A Várzea de “Nos tempos do Imperador”: Igreja ostenta a Coroa na fachada

Quando se fala no bairro da Várzea, dois lugares aparecem, logo, na nossa memória: o Instituto Ricardo Brennand e a Oficina Francisco Brennand, programas imperdíveis não só para turistas, mas também para os moradores do Recife. Mas uma outra  grata surpresa  do ainda bucólico bairro da Zona Oeste é a Imperial Matriz de Nossa Senhora do Rosário (foto acima), que passou por reforma recente e ficou uma graça. Aliás, uma restauração merecida. Porque a igreja tem história, pois ali funcionou a primeira capela da Várzea. Erguida em 1612, posteriormente seria transformada em igreja e ganharia o título de “imperial” de ninguém menos que Pedro II, o imperador.

Curioso, não é? Pois a igreja – sede da Paróquia da Várzea – é tão imperial, que ostenta  até o símbolo do Império, sob a cruz que identifica  o catolicismo. É que em 20 de novembro de 1859, Dom Pedro II visitou a Várzea, segundo a Paróquia, “para se inteirar desse novo sítio histórico”. E concedeu ao templo o título de “Imperial Matriz de Nossa Senhora do Rosário da Várzea”,  com direito” a levar a coroa imperial na fachada”. A viagem dele ao Nordeste inclusive vem sendo retratada na novela Nos Tempos do Imperador, que encontra-se em exibição na TV Globo, com ator Selton Melo interpretando o monarca. No capítulo  atual da novela, o Imperador está Bahia, em viagem ao Nordeste que incluirá Pernambuco.

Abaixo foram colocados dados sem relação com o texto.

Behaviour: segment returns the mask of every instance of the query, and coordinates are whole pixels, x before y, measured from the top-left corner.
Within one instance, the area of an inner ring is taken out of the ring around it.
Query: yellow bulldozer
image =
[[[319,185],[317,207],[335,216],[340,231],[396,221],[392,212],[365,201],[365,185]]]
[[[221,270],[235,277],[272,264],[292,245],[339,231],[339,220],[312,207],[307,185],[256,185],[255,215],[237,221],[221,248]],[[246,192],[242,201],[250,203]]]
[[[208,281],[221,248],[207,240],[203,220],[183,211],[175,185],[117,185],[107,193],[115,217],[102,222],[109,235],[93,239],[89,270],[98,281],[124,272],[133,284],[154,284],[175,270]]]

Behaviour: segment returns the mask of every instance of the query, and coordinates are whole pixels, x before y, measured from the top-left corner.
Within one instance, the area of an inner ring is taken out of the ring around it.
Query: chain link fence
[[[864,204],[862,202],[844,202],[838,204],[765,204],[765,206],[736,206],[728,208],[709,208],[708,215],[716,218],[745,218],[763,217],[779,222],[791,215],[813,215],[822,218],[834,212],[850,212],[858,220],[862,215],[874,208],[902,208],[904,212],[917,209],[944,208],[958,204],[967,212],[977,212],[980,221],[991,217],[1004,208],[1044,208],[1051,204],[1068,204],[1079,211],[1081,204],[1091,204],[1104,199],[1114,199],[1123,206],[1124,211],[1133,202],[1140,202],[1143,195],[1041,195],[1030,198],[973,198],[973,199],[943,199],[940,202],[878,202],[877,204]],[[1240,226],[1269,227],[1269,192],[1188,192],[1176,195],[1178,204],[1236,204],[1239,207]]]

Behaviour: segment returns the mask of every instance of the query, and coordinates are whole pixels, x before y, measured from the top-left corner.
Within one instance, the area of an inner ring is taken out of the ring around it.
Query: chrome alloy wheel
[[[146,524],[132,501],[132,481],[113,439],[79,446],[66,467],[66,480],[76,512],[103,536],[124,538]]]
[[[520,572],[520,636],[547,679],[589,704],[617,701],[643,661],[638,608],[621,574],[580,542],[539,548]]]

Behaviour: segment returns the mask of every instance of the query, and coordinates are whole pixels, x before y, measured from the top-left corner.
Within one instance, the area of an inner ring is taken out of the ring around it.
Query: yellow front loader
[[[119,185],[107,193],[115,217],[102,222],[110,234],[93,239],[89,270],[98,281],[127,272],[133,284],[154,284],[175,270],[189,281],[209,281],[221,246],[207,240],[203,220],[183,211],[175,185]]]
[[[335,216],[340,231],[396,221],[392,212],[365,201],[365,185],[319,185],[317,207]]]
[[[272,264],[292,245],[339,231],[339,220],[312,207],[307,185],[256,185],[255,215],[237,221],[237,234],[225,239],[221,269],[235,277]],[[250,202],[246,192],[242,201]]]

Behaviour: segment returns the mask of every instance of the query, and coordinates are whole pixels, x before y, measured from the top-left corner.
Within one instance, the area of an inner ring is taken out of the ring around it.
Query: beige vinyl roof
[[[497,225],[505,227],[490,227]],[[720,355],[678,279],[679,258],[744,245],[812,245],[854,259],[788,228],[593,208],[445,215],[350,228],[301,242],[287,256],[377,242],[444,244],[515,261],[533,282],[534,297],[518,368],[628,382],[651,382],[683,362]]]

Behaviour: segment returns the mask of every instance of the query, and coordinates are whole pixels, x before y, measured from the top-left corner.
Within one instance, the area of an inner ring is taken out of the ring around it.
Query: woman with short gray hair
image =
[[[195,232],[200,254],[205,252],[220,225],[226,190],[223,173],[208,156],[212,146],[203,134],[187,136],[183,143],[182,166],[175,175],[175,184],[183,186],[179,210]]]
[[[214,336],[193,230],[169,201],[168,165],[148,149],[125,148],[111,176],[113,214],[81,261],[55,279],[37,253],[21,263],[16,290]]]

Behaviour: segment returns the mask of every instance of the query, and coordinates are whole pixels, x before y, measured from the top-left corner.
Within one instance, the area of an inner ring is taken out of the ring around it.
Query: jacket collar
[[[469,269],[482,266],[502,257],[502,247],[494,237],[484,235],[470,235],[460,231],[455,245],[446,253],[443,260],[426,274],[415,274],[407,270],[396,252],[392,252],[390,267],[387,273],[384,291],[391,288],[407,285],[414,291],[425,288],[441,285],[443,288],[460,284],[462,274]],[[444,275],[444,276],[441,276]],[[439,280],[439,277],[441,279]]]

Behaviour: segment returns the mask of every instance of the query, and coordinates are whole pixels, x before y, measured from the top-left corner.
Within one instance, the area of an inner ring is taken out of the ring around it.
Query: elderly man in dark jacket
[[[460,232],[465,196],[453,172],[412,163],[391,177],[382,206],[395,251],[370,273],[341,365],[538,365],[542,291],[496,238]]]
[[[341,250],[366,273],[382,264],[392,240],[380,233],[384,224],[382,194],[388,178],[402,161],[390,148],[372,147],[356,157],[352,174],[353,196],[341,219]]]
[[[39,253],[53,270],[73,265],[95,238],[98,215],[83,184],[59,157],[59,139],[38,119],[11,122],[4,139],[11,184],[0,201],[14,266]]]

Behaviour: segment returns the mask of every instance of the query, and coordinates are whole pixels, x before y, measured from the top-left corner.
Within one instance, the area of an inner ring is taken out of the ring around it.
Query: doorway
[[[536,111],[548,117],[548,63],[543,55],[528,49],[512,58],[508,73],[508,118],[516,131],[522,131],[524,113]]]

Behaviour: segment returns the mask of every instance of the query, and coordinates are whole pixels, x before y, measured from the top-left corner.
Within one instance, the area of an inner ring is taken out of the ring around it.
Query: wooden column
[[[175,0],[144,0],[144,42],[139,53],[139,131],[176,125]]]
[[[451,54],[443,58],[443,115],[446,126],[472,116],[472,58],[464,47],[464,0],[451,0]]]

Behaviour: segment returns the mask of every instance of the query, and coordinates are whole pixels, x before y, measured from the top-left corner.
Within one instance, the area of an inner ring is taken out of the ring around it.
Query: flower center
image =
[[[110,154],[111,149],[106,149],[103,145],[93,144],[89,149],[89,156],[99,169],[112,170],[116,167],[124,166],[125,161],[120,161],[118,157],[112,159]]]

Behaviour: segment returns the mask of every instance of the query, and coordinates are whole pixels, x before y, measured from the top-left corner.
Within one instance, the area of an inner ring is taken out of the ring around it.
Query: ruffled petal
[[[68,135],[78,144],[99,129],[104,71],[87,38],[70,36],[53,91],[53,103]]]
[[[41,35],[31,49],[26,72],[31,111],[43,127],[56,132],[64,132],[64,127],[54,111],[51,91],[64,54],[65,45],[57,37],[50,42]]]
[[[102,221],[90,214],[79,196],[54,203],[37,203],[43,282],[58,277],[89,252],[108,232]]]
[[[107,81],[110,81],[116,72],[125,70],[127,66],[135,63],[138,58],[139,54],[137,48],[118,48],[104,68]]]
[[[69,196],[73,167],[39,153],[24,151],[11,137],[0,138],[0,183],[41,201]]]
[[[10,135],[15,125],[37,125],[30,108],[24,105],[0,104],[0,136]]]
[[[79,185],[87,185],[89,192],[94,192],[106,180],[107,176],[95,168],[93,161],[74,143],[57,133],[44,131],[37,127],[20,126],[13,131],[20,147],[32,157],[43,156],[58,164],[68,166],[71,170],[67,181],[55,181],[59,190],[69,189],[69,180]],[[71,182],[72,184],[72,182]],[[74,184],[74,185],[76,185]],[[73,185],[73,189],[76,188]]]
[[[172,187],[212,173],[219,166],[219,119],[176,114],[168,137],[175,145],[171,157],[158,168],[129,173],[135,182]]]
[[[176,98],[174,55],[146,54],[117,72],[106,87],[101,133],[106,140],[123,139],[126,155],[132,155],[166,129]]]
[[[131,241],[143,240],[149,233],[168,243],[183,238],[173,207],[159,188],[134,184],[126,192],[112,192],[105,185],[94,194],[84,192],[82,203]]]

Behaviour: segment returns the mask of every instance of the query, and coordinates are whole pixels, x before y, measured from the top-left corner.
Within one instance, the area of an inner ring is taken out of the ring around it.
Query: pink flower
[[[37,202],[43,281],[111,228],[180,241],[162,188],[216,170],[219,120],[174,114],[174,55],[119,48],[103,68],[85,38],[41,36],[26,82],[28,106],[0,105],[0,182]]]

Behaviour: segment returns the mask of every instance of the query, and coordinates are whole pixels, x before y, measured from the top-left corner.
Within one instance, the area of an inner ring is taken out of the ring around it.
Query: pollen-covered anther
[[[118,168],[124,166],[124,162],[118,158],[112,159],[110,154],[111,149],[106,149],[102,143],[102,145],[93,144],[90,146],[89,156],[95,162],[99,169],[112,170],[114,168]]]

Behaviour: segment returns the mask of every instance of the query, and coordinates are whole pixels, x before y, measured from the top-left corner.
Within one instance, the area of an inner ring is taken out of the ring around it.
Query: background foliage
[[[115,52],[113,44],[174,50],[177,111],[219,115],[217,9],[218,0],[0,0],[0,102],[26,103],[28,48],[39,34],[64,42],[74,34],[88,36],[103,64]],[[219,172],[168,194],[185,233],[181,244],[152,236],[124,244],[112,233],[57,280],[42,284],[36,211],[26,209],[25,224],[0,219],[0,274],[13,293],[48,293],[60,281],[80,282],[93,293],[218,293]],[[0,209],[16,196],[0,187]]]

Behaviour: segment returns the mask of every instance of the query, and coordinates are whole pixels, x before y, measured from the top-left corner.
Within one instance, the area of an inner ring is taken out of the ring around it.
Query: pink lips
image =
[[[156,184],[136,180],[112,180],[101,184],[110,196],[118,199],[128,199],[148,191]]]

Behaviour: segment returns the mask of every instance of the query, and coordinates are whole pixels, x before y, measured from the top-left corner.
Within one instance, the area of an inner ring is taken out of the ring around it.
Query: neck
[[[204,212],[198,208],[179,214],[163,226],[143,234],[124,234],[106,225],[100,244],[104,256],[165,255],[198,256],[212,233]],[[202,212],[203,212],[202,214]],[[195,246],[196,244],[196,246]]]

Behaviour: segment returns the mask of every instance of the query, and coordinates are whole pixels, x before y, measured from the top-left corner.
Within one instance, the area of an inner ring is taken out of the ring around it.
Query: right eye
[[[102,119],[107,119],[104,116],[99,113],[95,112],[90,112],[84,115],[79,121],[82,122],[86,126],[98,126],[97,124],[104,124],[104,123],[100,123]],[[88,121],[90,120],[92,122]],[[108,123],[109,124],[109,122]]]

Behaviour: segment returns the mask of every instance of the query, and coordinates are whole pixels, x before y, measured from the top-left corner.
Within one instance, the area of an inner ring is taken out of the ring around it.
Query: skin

Em 1648, foi sepultado Dom Antônio Felipe Camarão no cemitério da capela, como era comum na época.  Ele era “governador dos índios e figura de destaque nas lutas para a expulsão dos holandeses da Capitania de Pernambuco”. Escavações recentemente realizadas pelo Departamento de Arqueologia da Universidade Federal de Pernambuco (Ufpe) localizaram um cemitério de vítimas das duas batalhas dos Guararapes (1648 e 1649). “Infelizmente, o local dessas escavações atualmente está coberto com porcelanato,  ao invés de coberto com um vidro grosso que nos permitisse ver vestígios desse passado tão rico de nossa história”, lembra  Carlos Alberto Alves da Silva, que serviu como guia do Grupo Andarapé em nossa incursão pela Várzea. Ele nos levou até a sacristia, onde as pessoas eram enterradas. Naqueles tempos, cemitérios públicos não existiam e os católicos abastados se enterravam nas igrejas, “para ficar perto de Deus”, como se dizia naqueles tempos.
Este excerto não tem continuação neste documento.